Since 2021, immigration from the Central American countries of Guatemala, El Salvador and Honduras, once the leaders in illegal immigration across the southwest border, has fallen from 86,089 in March 2021 to 25,015 in June 2024, according to Customs and Border Protection data.
But immigration experts point out that the decline is most likely driven by other factors, including U.S. policies restricting asylum at the border and an increase in Mexican interdictions of U.S.-bound migrants. And during that time, migration from countries like Venezuela and China — where Harris has no involvement in immigration discussions — has mounted.
Selee said USAID took over the money the U.S. sent to Central America for development while Harris stayed focused on the private-sector investment.
“Vice President Harris was very involved diplomatically early on with Central American governments, clearing the way to get these two initiatives underway and talking about how to stem unauthorized migration,” Selee said. “But, as near as I can tell, she just hasn’t stayed as engaged diplomatically on this.

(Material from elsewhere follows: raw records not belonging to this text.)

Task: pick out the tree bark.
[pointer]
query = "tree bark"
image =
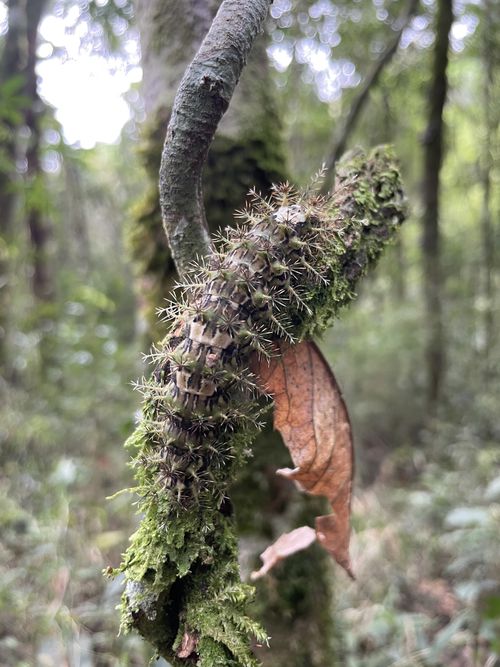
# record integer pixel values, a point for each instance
(10, 67)
(491, 59)
(247, 151)
(433, 141)
(42, 283)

And, you know, over time, the State Department and the National Security Council really took over the diplomatic side.”
Krish O’Mara Vignarajah, president and CEO of Global Refuge, noted Harris’ role launching an anti-corruption task force with the Justice Department focused on Northern Triangle countries.
“I do think she [Harris] has played a leadership role in addressing the root causes,” Vignarajah said.
“Do we believe this solves the problem? No. Of course not. And this is where Congress needs to be a real player,” she said.